Though vendors are the most able to offer these information services for the benefit of the individual, they must also support these services with a viable business model. Such business models can range from ad-supported revenue to subscription and transaction-based fees, but the underlying principles are universal: information is more valuable to an organization when it is more complete and more unique than what other organizations can offer.
It is this simple principle that not only creates disincentives for sharing information with competitors and other related organizations (as in the case with Facebook), but also fosters incentives for individuals to disclose as much as they can about themselves, despite concerns about privacy.
The less information individuals share with vendors and other related parties due to privacy concerns, the less valuable the product/service becomes to the vendor. A company with online traffic from 20% of all known diabetics will be worth more than double that of a company with the same volume of diabetic traffic but with only half reporting themselves as such due to privacy concerns.

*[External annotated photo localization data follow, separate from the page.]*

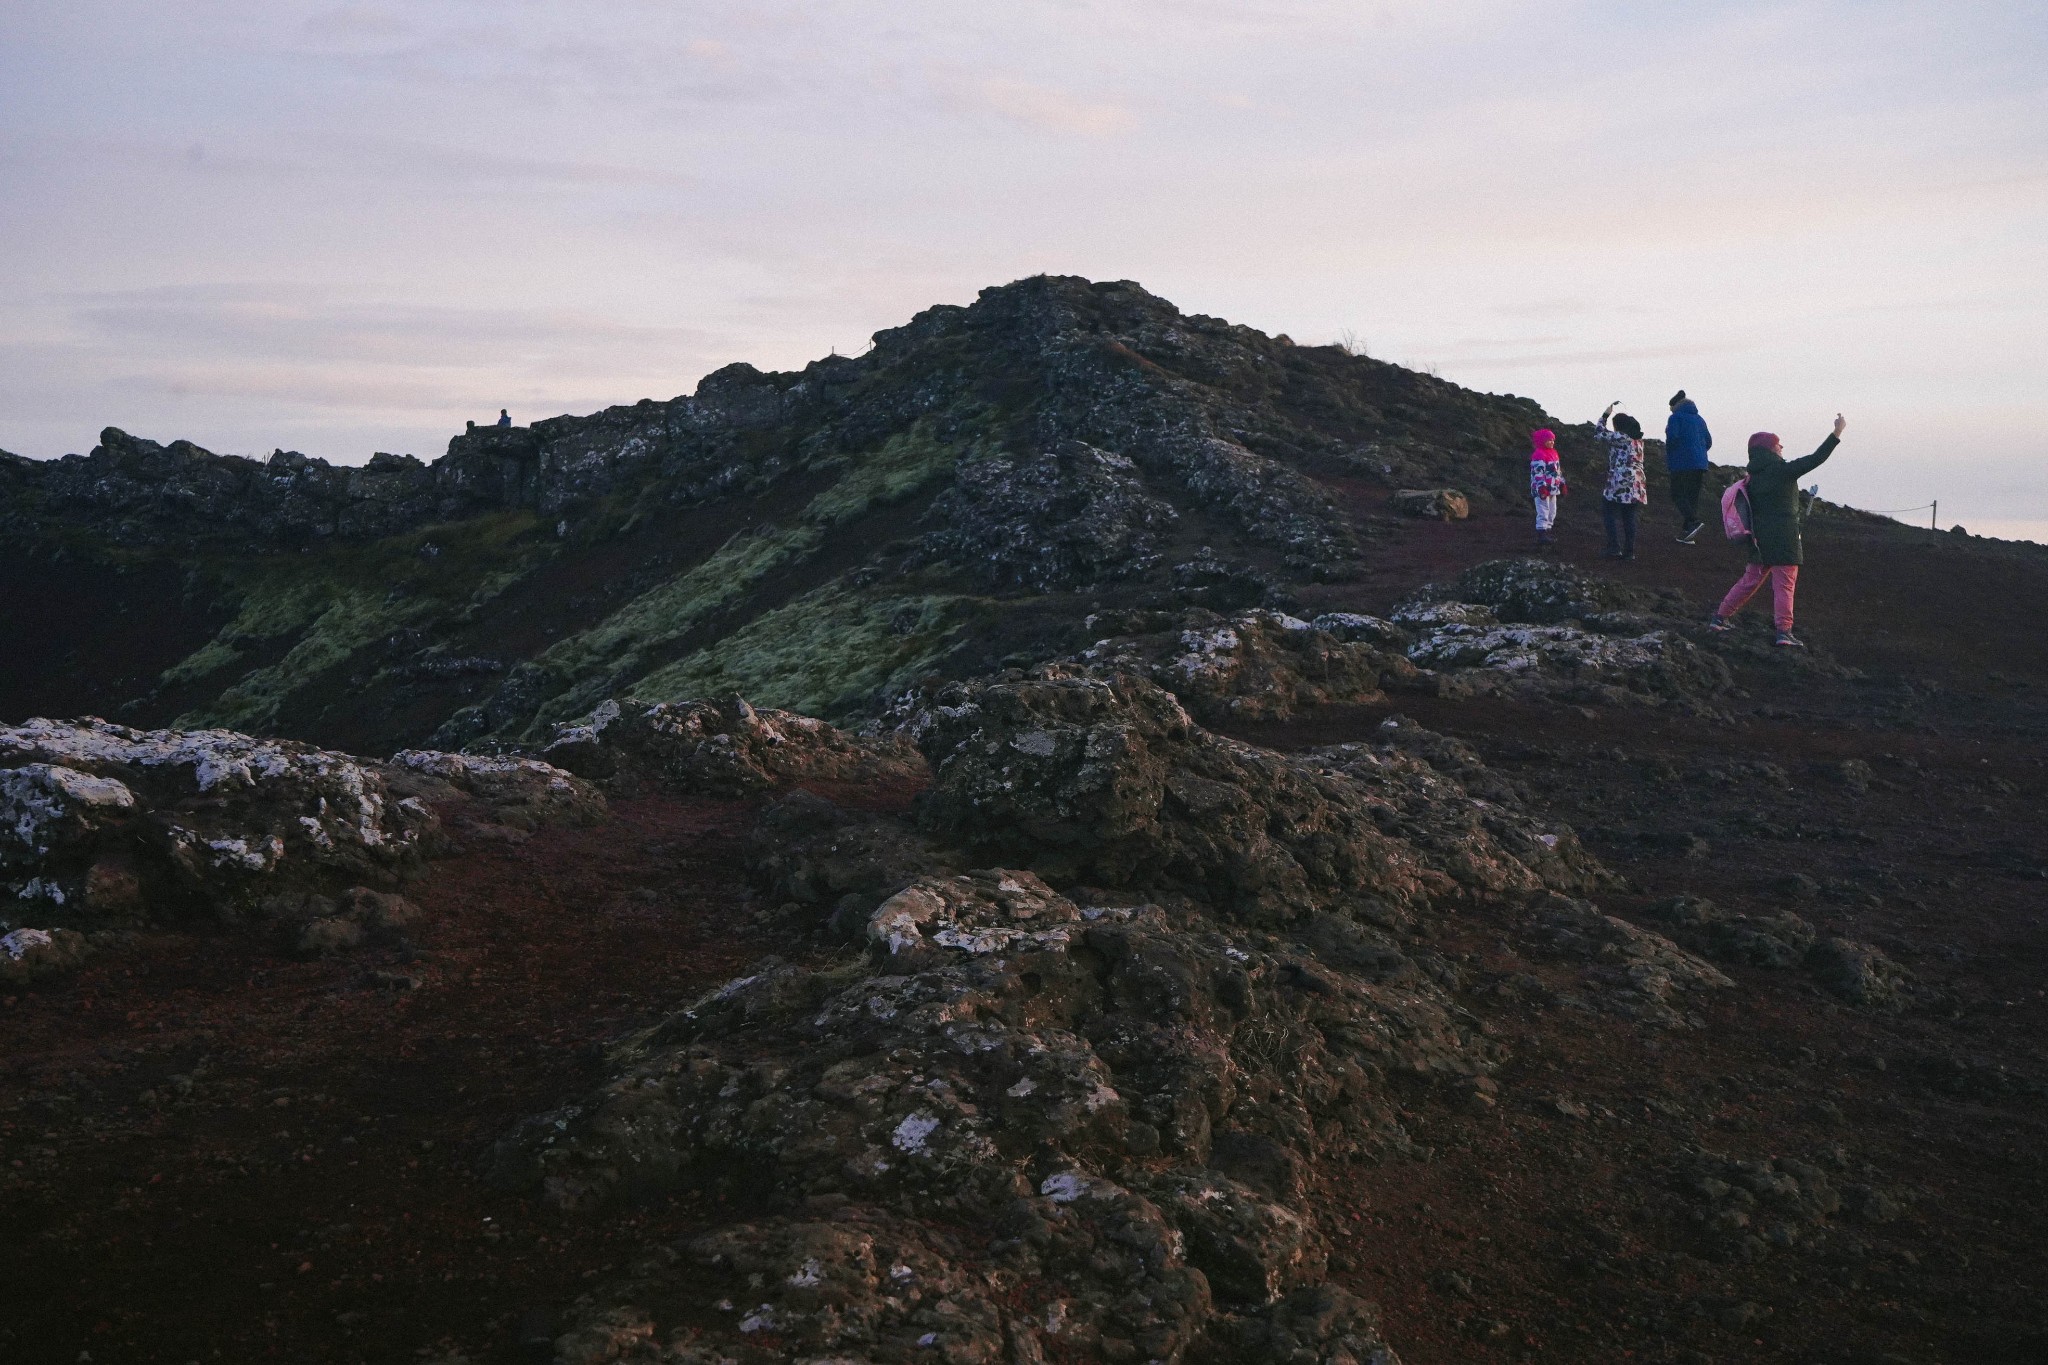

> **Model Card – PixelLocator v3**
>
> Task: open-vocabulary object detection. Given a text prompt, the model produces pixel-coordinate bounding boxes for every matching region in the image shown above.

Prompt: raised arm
[1785,414,1846,478]
[1598,401,1620,430]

Adding to the complexity, there are capitalist forces that promote interoperability at the expense of privacy (reselling data to third parties, transaction-based models) as well as privacy at the expense of interoperability (corporate consolidation/oligopolies, privacy-based subscription services). It is this fluid, complex dynamic that we're just beginning to see in the social networking space. And, as the stakes get higher, it's unlikely that it will get any simpler in the future.
Toward Resolution
How then do we foresee any resolution? Are we doomed to witness endless interoperability/privacy turf wars between Google Health, WebMD, Revolution Health and a myriad of upstart social network and health information service companies? Possibly. Unchecked, the forces seem to be moving us in that direction.

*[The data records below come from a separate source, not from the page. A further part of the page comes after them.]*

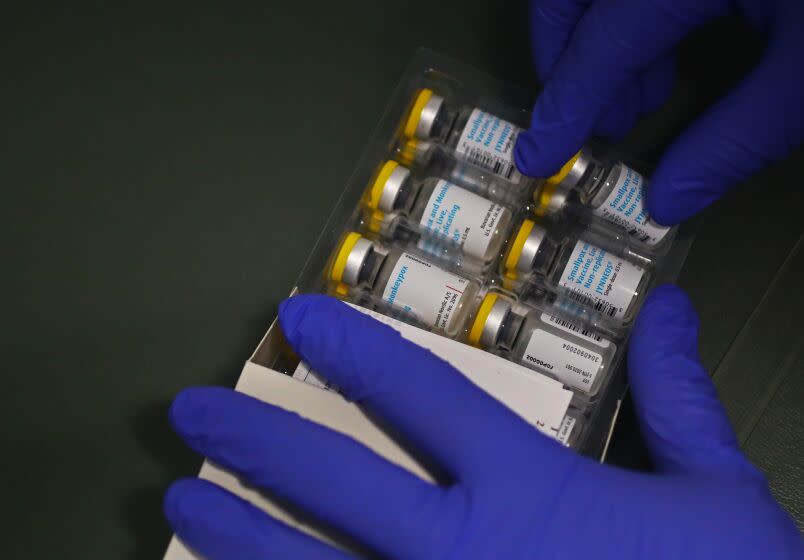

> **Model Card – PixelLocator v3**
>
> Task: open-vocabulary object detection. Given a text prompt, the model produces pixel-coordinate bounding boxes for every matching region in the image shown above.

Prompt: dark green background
[2,4,802,558]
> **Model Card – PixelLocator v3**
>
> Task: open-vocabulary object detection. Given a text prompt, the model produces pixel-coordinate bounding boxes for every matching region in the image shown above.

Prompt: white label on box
[381,252,469,332]
[455,108,522,183]
[522,329,602,392]
[417,180,505,260]
[556,414,577,446]
[592,165,669,246]
[559,240,644,320]
[540,312,612,349]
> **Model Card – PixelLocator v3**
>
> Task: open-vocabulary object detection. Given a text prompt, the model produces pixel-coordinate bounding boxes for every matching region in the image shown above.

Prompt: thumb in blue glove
[515,0,804,225]
[164,287,802,559]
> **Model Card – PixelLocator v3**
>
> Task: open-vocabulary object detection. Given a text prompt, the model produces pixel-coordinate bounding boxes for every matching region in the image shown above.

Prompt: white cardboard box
[163,296,596,559]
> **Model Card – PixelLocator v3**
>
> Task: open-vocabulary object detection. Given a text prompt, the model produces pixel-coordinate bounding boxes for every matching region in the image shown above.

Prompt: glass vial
[502,220,649,324]
[328,232,480,338]
[467,292,617,397]
[533,150,673,250]
[396,138,529,206]
[363,161,513,265]
[403,88,525,186]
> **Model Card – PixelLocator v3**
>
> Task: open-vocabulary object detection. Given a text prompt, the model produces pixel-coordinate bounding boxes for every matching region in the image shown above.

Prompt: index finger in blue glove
[279,295,568,485]
[529,0,675,142]
[516,0,730,177]
[646,2,804,225]
[627,285,761,480]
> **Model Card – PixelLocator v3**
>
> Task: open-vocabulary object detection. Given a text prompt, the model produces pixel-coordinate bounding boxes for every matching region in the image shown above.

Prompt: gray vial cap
[557,150,592,190]
[545,184,570,213]
[378,165,411,213]
[479,297,513,349]
[415,94,445,139]
[515,224,549,274]
[341,237,374,286]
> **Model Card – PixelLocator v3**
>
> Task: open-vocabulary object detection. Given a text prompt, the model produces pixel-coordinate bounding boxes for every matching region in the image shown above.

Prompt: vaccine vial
[467,292,617,397]
[328,232,480,338]
[403,88,525,186]
[396,138,530,206]
[534,150,672,250]
[363,161,513,265]
[502,219,649,324]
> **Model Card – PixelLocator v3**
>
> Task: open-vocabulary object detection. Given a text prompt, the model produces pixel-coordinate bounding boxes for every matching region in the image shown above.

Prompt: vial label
[592,165,670,246]
[292,361,339,393]
[455,108,522,183]
[540,312,612,349]
[556,414,577,446]
[417,180,505,260]
[381,252,470,332]
[559,240,644,320]
[522,329,602,392]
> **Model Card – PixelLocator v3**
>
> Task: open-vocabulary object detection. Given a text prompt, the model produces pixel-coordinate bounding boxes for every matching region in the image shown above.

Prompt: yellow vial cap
[468,293,499,347]
[329,232,363,284]
[533,182,557,218]
[403,88,434,139]
[367,161,399,210]
[397,138,420,167]
[367,209,385,234]
[503,219,536,281]
[545,151,581,186]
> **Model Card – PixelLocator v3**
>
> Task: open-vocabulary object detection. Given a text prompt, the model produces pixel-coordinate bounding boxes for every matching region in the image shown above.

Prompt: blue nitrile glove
[164,286,803,559]
[514,0,804,225]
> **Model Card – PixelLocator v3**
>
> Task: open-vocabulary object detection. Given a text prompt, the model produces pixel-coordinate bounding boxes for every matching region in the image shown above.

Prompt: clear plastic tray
[268,48,694,458]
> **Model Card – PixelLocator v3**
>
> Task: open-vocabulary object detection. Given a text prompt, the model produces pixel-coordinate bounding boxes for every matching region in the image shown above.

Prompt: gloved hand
[164,287,803,559]
[514,0,804,225]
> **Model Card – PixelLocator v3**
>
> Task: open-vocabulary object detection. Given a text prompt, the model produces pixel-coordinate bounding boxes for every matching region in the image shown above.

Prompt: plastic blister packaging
[271,49,694,458]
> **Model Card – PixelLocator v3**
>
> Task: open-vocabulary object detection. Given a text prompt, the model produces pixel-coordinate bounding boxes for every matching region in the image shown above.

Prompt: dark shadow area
[124,400,198,559]
[121,305,280,558]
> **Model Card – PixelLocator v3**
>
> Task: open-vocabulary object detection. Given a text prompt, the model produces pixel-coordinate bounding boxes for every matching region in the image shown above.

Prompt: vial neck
[496,310,525,352]
[532,235,560,276]
[431,105,458,143]
[358,248,386,288]
[392,177,422,214]
[579,159,611,203]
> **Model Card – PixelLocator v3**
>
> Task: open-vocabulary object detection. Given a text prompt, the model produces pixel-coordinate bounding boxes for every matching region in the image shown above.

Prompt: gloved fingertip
[277,295,307,342]
[647,156,730,226]
[513,131,547,177]
[169,387,225,441]
[638,284,698,330]
[631,284,700,363]
[645,178,689,226]
[278,294,343,346]
[164,477,203,530]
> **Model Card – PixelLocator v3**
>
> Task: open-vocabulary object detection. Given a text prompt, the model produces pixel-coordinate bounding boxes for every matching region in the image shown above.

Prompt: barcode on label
[547,314,602,342]
[567,289,618,317]
[626,225,651,243]
[463,146,517,180]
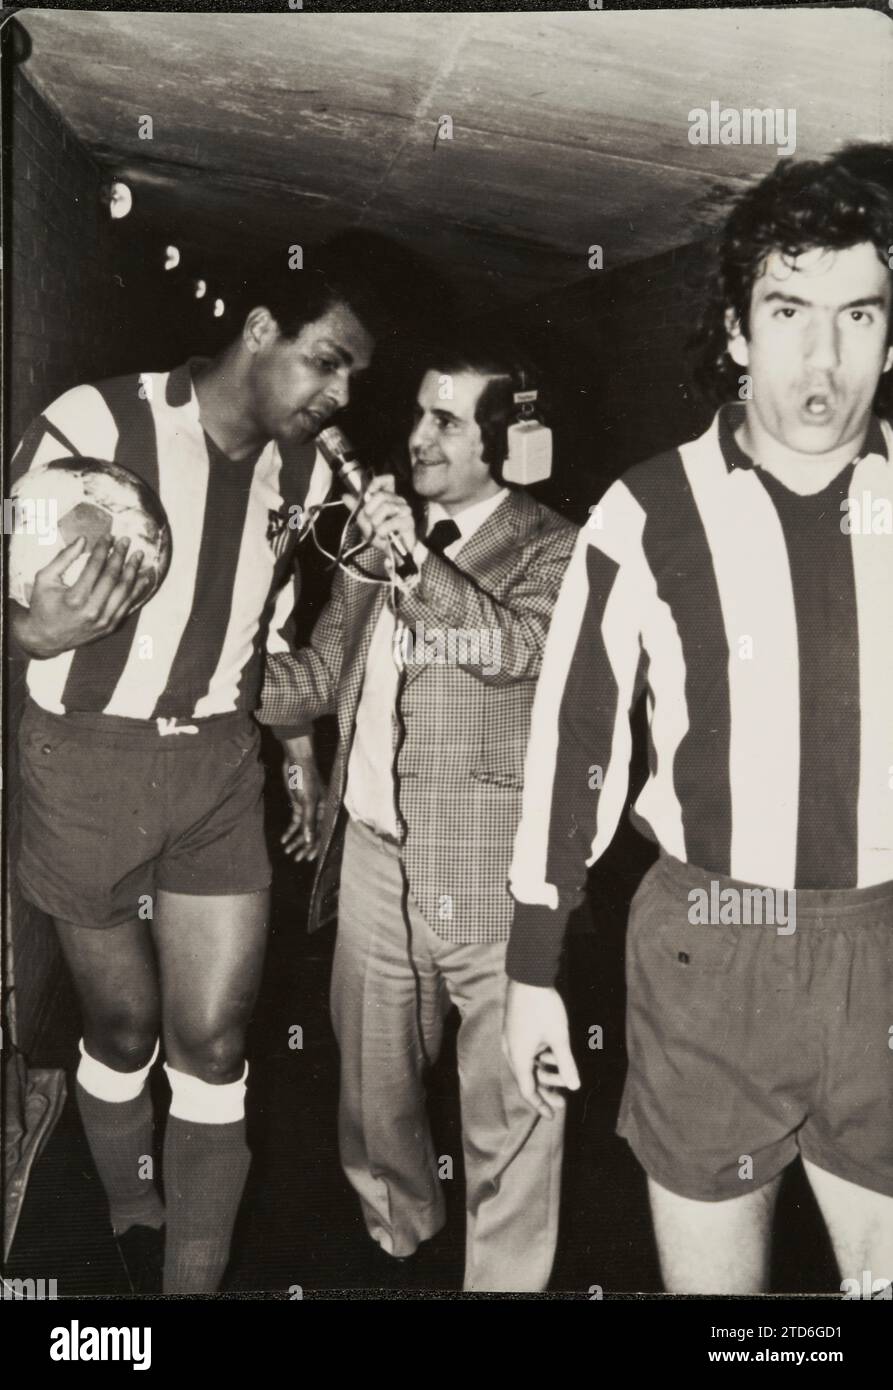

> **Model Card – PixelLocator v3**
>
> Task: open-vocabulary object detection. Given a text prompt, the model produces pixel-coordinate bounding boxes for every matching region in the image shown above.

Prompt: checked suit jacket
[257,486,577,944]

Nevertheless, it's possible that there are a few scenarios in which a more functional and balanced system could emerge.
One possibility is if the rules of engagement for using and sharing sensitive health information were to be more centrally or federally controlled. Currently, many information service vendors including Google Health are not subject to HIPAA or other privacy/sharing regulations. Instead, we must rely on privacy policies and trust the shareholders and executives of a corporation.

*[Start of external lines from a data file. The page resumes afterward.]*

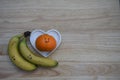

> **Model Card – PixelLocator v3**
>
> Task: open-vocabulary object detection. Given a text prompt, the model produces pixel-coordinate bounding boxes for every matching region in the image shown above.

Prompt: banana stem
[15,34,24,39]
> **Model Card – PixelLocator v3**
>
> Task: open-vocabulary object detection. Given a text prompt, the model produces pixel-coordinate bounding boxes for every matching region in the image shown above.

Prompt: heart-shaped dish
[30,29,61,57]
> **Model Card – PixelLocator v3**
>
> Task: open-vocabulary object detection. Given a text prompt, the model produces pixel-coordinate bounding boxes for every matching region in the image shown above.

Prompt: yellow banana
[8,34,37,71]
[19,37,58,67]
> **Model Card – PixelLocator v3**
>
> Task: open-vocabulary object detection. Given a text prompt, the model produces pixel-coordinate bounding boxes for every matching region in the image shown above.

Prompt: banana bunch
[8,33,58,71]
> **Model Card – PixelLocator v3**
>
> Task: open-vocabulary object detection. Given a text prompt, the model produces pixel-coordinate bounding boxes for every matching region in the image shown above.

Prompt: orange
[35,34,56,51]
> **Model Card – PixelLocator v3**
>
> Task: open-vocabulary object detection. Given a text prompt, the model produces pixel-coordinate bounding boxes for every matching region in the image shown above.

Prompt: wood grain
[0,0,120,80]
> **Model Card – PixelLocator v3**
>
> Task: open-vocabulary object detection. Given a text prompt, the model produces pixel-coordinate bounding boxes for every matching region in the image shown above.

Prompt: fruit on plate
[19,37,58,67]
[35,34,56,51]
[8,31,59,71]
[8,34,37,71]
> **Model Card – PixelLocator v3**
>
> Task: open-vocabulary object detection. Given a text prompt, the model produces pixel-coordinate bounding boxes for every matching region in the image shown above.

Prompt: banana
[8,34,37,71]
[19,37,58,67]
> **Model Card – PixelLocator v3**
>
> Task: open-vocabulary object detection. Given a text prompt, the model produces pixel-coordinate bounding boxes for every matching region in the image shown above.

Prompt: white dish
[30,29,61,57]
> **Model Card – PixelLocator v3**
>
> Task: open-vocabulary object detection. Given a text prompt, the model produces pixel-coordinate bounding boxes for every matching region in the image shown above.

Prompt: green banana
[8,34,37,71]
[19,37,58,67]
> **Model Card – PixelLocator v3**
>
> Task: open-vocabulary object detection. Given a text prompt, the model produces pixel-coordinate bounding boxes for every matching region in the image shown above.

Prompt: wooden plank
[0,0,119,9]
[0,62,120,79]
[0,76,120,80]
[0,61,119,75]
[1,51,120,62]
[97,76,120,80]
[0,76,95,80]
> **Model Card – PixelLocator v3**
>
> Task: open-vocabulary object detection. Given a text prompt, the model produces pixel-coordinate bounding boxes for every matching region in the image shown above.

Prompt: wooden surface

By mandating a uniform playing field for all vendors, some element of protection could be created for how information must be shared or not be shared. Though appealing in concept, this may also stifle the incentives and desire for developing such services in the first place.
Another possibility is if one or a few companies ultimately became successful, gaining massive traction and adoption. This would allow the select few to shape the playing field from the private sector. Such a model could promote a balance of interoperability and privacy without huge detriments to the business because of strong market powers. As we've seen with Microsoft, however, this route has both its benefits and costs.
Lastly, a variant of the above with a neutral third party with no economic incentives for profiting on information services could step in and serve as a utility for managing and brokering sensitive health information. This could take the shape of a not-for-profit or a foundation/government-sponsored entity. The concern with this approach would be the ability and motivation of the entity to constantly evolve and develop its service offering.
Regardless of the path we ultimately travel, there is still much work to be done. Technical interoperability is still many years in the making. And Google and Facebook have yet to clash in the next round of battles. But given the challenges that lie ahead, it is in our best interest to begin considering how the actual work toward functional interoperability can be achieved. We need to start asking ourselves: Who do we really trust with our health information?